Included among those Brexit fundamentalists were the Democratic Unionist Party, some of whose leading lights now admit privately that they made a historic error in opposing May’s deal. By helping to frustrate May, they paved the way for Johnson to shift from Blair’s plan A (a hard border between the north and south of Ireland) to his plan B (a border between one part of the United Kingdom and another). As Unionists, more loyal to the Union than many members of the Conservative and Unionist Party turned out to be, they should have understood better than most quite how unacceptable a border in the Irish Sea would be.
Well, they know now. The graffiti is going up on the walls of Belfast, “No Irish Sea Border”. The decayed remnants of loyalist paramilitaries are stirring to life. Some of Boris Johnson’s gesture politics is designed to try to protect the DUP, to distract from the mistake they made and to pretend that it can be smoothed over.

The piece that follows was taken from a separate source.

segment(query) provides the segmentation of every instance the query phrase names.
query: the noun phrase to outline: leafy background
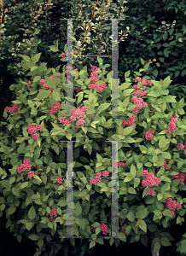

In the short term that might be possible. There is no reason why it should be harder to get goods to Northern Irish supermarkets now than it was before Brexit, except for a bit of extra paperwork. It is possible that the EU is behaving unreasonably for its own political reasons. The same goods observing the same standards are being moved around within the UK.
But there will be problems in future, as UK standards diverge from those of the EU. Then it will start to matter that Northern Ireland remains legally in the EU single market for some purposes but not for others.
This is not something that can just be waved away as “temporary and technical” for ever. “This is not a small point of detail,” as Blair said five years ago.